Chaque année, les baleines, dauphins et cachalots sont attendus avec impatience dans nos eaux. Une équipe de chercheurs et de techniciens a mis en place un dispositif d’écoute sous-marin à l’échelle de la Caraïbe.
Les fonds marins de la Caraïbe sont désormais sur écoute pour mieux connaître et protéger les mammifères marins reconnaissables à leurs chants respectifs. « Le dauphin siffle de manière très aiguë. C’est presque des ultrasons. Le cachalot fait des cliquetis, tic tic tic, alors que la baleine à bosse émet des meuglements, des sifflements avec une très grande tessiture (ensemble des notes pouvant être émises, NDLR) », précise Laurent Bouveret, observateur assidu des océans, membre de l’Observatoire des mammifères marins de l’archipel guadeloupéen (Ommag) et intervenant dans ce projet d’étude international.
Observation acoustique
Les scientifiques de ce projet ont opté pour la surveillance acoustique afin d’obtenir un suivi optimal et continu, puisque l’observation visuelle est difficile à mettre en place. Et, la qualité d’un dispositif de vidéo-surveillance dépendrait trop de la clarté de l’eau. « Des Bermudes au nord, jusqu’à Aruba (île néerlandaise) et Bonaire au sud, en passant par la Martinique et la Guadeloupe, une vingtaine de micros ont été installés », explique Gérald Mannaert, salarié en Martinique de l’Office français de la biodiversité, responsable de ce projet européen nommé Cari’Mam. Ces micros sous-marins sont programmés pour enregistrer 60 s de son, toutes les 4 min pendant 40 jours. Une mine d’informations stockées sur une petite carte informatique, qu’il faut aller récupérer sur l’hydrophone installé au large.
22 espèces
Chaque mois, une équipe de techniciens et de chercheurs se rend en mer pour recueillir ces données. Thibaud, membre de l’Ommag, et Julien Athanase de l’Association de protection de l’environnement Tité, s’équipent de bouteilles d’oxygène. Le micro étant situé à une vingtaine de mètres de profondeur, il faut plonger.
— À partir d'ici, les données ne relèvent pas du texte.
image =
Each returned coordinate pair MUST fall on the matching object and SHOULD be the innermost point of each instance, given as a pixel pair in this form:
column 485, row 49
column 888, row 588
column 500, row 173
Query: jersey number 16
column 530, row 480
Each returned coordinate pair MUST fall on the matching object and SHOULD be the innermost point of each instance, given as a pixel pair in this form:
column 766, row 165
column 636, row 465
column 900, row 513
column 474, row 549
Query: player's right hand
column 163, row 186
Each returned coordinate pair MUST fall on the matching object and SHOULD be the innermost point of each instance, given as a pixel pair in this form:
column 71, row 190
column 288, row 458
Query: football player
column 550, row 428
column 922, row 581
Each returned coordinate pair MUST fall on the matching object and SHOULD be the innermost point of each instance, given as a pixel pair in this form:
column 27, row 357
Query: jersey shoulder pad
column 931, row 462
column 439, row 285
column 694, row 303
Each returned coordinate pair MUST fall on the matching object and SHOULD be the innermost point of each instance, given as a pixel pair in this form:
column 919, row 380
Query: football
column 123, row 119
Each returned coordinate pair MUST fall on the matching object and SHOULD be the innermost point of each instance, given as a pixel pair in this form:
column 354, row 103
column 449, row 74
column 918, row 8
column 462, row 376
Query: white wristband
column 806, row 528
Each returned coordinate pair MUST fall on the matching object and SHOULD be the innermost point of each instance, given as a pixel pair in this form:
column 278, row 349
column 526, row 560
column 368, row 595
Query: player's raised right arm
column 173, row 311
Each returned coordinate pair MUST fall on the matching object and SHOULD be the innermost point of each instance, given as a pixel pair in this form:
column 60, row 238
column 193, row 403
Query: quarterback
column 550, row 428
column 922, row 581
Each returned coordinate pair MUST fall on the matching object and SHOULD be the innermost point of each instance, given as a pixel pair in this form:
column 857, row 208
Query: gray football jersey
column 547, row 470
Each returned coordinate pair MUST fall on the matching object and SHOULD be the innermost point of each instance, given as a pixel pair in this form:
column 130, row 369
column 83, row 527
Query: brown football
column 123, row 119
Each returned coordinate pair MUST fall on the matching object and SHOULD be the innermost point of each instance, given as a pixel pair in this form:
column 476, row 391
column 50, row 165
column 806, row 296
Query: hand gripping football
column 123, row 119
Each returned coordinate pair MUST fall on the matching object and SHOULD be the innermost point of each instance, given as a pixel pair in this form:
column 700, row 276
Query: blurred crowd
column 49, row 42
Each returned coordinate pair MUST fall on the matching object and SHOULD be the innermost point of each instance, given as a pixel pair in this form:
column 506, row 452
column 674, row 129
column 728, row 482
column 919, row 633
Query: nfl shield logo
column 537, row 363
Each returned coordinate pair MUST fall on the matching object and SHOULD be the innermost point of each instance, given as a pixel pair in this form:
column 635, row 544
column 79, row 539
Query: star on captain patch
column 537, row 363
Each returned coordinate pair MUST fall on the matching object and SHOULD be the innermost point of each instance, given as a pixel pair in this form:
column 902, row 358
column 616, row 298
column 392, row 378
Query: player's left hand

Laurent Bouveret les assiste, et précise : « En Guadeloupe et dans les petites Antilles, il y a 22 espèces de mammifères marins documentées, pas mal de delphinidés (famille comprenant notamment les dauphins, les globicéphales et les orques, NDLR). Il y a beaucoup d’espèces, mais peu d’individus, qui sont parfois difficiles à observer. Maintenant, on pourra les entendre ! »
Technologie fine
Les sons récupérés sont transmis au Lis, le laboratoire d’informatique et des systèmes de l’université de Toulon, qui dresse les paysages acoustiques sous-marins des Antilles. En relation avec le représentant de l’Office français de la biodiversité, l’équipe de 10 chercheurs a travaillé à la conception de l’hydrophone et réalise l’analyse des sons dont les enregistrements mensuels représentent 150 h en moyenne. Et puisque les micros captent tout, ces enregistrements sont aussi des révélateurs de la vie dans les fonds marins, « pour déceler les mouvements sismiques, la présence humaine, à travers le bruit des moteurs des bateaux. On peut même détecter la vie ou la mort des coraux, puisqu’un corail mort ne fait plus de bulles… », souligne Gérald Mannaert.
15 territoires et 9 pays
Alors, pour optimiser le classement des données de toute cette agitation sous-marine, les chercheurs du laboratoire de Toulon ont conçu des algorithmes facilitant la reconnaissance des sons. « Les données récoltées vont permettre de combler des manques de connaissances importants sur la présence, la distribution et les déplacements des cétacés dans la Caraïbe », précise l’étude Cari’Mam. Au total, 15 territoires de 9 pays participent à ce projet. Ainsi, une première cartographie sonore devrait être dressée à la fin de l’année 2021. Un véritable travail de coopération internationale pour mieux protéger les eaux de la Caraïbe et ses habitants.